Question: What does the Bible or any other sacred text you follow have to say about race and racism?
Nori Rost - Unitarian Universalist
Rev. Dr. Nori Rost is the minister at All Souls Unitarian Universalist Church downtown and has been a community activist in Colorado Springs for 20 years.
Unitarian Universalists don’t have a set creed or scripture; rather we see the world as a sacred text, and each living thing a testament to life. We do have seven guiding principles by which we try to abide, the first being the inherent worth and dignity of every human. As such, there can be no place for racism or white supremacy in the world. Our Unitarian forebears held up the works of Jesus as an example to follow. He didn’t tolerate racism toward Samaritans, Syrophoenicians or others. The Universalist side of the house held that we are all on a level playing field and all are considered children of god regardless of race, ethnicity, socioeconomic status or gender identity. We would do well to follow.

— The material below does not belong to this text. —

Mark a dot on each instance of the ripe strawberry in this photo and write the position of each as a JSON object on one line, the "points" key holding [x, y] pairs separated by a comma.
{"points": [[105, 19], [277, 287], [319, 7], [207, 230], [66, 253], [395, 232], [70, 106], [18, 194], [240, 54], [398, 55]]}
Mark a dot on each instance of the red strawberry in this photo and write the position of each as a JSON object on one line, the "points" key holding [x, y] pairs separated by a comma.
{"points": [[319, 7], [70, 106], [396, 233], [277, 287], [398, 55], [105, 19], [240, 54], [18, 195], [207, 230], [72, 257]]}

Alycia Erickson - Christian
Rev. Alycia Erickson, pastor of Pikes Peak Metropolitan Community Church, has a passion for working with the LGBTQ and straight communities.
Leviticus 19:18 states, “You shall love your neighbor as yourself” (NRSV). Jesus expands on this in his own teachings, and in Matthew 7:12 says, “In everything do to others as you would have them do to you; for this is the law and the prophets” (NRSV). What this tells me is that neither individual acts of discrimination, nor systemic racism, have any place in our world. If I don’t want to be treated in a racist way, I cannot act in a racist way toward those different from me. Nor can I stand by while other people act in racist ways. It’s really that simple, and yet unfortunately many expressions of American Christianity adopted and perpetuated white supremacy instead of learning how to love one’s neighbor.

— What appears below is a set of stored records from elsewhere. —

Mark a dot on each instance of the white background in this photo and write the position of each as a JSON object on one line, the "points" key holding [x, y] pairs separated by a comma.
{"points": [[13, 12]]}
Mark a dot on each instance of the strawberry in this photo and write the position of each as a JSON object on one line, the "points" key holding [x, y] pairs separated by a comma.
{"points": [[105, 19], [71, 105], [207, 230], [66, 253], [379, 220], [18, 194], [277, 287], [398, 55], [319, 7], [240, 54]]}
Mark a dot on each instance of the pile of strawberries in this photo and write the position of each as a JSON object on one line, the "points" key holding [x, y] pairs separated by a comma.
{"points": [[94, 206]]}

Arnie Bass - Church of Jesus Christ of Latter-Day Saints
Arnie Bass is a bishop at Sunset Mesa Ward in The Church of Jesus Christ of Latter-Day Saints in Colorado Springs. He has served in positions of both spiritual and administrative responsibility since 1991.
Racism is wrong and not of God. Two of the scriptures I try to follow are the Bible and the Book of Mormon. They both teach that God is the Father of all mankind and that he loves each of us. The Book of Mormon teaches, “he denieth none that come unto him, [both] black and white … ; and all are alike unto God” (2 Nephi 26:33). The two great commandments as taught in the scriptures are, “Thou shalt love the Lord thy God … and Thou shalt love thy neighbour as thyself.” I believe the Savior’s use of the word “neighbour” is intended to include everyone outside ourselves, certainly outside our immediate household. I believe He expects us to respect and appreciate one another.
David Gardiner - Buddhist
David Gardiner is an associate professor in the Colorado College Religion department, specializing in Buddhism and religions of China and Japan, and is co-founder and director of BodhiMind Center.
Of the many Buddhist texts from which I derive inspiration and guidance, only some of the earlier Indian ones touch themes of race/color. The ancient Indian caste system (alive today in altered forms) was not merely a socioeconomic hierarchy. The word for caste, “varna,” means “color.” Indians recognized color differentiations, and the hierarchy likely discriminated against persons of darker color. The Buddha grew up in this society; most of his disciples were “upper middle caste.” However, he spoke forcefully about the importance of not judging someone for their caste, or birth family, which likely implied color. He urged us to judge a person by their character, by the virtue manifest in their behavior. While Buddhist communities naturally have flaws, this ideal remains steadily present.